26

Deux jours plus tard, Carvajal me confiait :

— Le pire, dans tout cela, est de voir sa propre mort.

C’est à cet instant que la vie vous échappe : non pas quand vous mourez vraiment, mais quand vous êtes obligé de le voir.

— Est-ce cette malédiction dont vous parliez ?

— Oui. La malédiction. C’est une telle vision qui m’a tué, et bien avant l’heure. J’approchais de la trentaine, la première fois que j’ai vu ma fin. Depuis, je l’ai vue encore, à maintes reprises. Je connais la date, l’endroit, les circonstances. Il m’a fallu tout supporter, vision après vision le début, le milieu, la dernière seconde, les ténèbres qui gagnent, le silence. Et dès que j’eus vu, la vie n’a plus été pour moi qu’un spectacle de marionnettes grotesque.

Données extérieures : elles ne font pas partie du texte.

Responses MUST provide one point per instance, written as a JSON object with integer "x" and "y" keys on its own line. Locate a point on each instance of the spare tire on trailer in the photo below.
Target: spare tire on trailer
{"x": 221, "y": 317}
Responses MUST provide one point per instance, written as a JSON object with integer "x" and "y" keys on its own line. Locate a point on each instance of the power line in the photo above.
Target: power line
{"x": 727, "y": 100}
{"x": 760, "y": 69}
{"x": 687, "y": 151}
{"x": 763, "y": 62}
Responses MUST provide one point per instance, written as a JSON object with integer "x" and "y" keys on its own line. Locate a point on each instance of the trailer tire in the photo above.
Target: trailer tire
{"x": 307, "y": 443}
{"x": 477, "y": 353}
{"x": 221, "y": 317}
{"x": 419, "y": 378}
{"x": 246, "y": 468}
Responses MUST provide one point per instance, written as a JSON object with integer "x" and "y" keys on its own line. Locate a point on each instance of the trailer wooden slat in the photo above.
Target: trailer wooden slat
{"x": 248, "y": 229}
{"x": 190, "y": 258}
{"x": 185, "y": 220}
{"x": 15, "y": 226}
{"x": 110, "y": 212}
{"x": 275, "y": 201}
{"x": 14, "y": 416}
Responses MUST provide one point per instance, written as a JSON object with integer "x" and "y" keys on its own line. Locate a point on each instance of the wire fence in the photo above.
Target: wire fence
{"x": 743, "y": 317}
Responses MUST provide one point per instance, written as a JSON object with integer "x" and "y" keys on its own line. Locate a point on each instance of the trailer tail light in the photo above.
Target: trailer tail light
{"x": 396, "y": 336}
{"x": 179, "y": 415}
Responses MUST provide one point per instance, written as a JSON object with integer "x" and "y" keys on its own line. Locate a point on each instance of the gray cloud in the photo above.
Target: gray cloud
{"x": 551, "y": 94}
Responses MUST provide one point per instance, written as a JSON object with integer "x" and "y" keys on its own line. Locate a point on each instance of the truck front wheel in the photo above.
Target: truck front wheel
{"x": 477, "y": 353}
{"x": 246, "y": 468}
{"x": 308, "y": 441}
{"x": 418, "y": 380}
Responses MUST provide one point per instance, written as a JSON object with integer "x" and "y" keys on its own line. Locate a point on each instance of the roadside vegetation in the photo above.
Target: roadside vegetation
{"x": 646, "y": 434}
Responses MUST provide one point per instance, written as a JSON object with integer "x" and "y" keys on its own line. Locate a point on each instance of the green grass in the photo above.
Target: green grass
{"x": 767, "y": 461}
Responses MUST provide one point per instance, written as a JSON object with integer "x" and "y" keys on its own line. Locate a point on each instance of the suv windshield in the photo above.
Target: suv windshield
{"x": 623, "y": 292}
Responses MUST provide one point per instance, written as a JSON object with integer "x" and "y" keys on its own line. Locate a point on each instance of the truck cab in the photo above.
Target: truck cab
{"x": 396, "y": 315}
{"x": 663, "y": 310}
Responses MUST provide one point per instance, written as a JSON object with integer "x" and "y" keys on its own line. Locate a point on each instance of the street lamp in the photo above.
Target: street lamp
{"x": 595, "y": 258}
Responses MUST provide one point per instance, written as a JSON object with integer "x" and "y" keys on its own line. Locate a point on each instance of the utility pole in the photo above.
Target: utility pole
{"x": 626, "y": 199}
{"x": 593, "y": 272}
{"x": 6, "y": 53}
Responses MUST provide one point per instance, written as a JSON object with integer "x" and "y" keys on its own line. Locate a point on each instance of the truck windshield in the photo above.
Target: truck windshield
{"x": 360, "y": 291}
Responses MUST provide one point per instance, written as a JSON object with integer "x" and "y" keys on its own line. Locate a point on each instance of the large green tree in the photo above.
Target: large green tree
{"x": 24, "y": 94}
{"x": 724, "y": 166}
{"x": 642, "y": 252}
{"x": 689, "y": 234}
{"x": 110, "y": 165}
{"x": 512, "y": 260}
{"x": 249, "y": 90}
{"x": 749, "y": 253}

— Quel est le plus terrible ? demandai-je. Savoir quand, ou savoir comment ?

— Savoir, dit Carvajal.

— Simplement savoir que vous mourrez ?

— Oui.

— Je ne saisis pas. Ou plutôt, je conçois qu’il doit être effrayant de voir sa propre mort, d’assister à sa propre agonie comme à un film que l’on projette, mais enfin, il n’y a là aucun élément fondamental de surprise, non ? Je veux dire que la mort est une chose inévitable, une chose que nous savons tous dès notre enfance.

— Vraiment ?

— La question ne se pose même pas.

— Croyez-vous que vous mourrez, Lew ?

Je clignai les yeux une seconde.

— Mais naturellement !

— En êtes-vous bien convaincu ?

— Je ne vous suis pas. Iriez-vous insinuer que je me berce d’espoirs d’immortalité ?

Carvajal eut un petit sourire tranquille.

— Chacun entretient cette illusion, Lew. Quand vous êtes enfant et que votre poisson rouge crève, ou votre chien, vous vous dites : « Après tout, les poissons ne vivent jamais longtemps, les chiens ne vivent jamais longtemps », et c’est ainsi que vous esquivez cette première offensive de la mort : elle ne vous concerne pas.

Votre jeune camarade qui habite la maison voisine tombe de son vélo et se fracture le crâne. Vous pensez : « Après tout, un accident peut toujours arriver, mais ça ne prouve rien, il y a des gens qui font moins attention que d’autres, et moi je suis prudent. » Votre grand-mère vient à trépasser. « Elle était vieille, et bien malade depuis des années, dites-vous. Elle avait pris trop de poids, elle a vécu à une époque où la médecine préventive était encore insuffisante, elle ignorait comment prendre soin d’elle-même. Rien de pareil ne m’arrivera. » Rien de pareil ne m’arrivera, voilà ce que vous vous répétez.

— Mon père et ma mère sont morts. Ma sœur est morte. J’avais une petite tortue aquatique qui est morte. La mort n’est pas pour moi une notion vague, abstraite. Je l’admets. Je sais parfaitement que je mourrai.

— Vous ne le pensez pas. Pas dans le fond.

— Qu’est-ce qui vous autorise à l’affirmer ?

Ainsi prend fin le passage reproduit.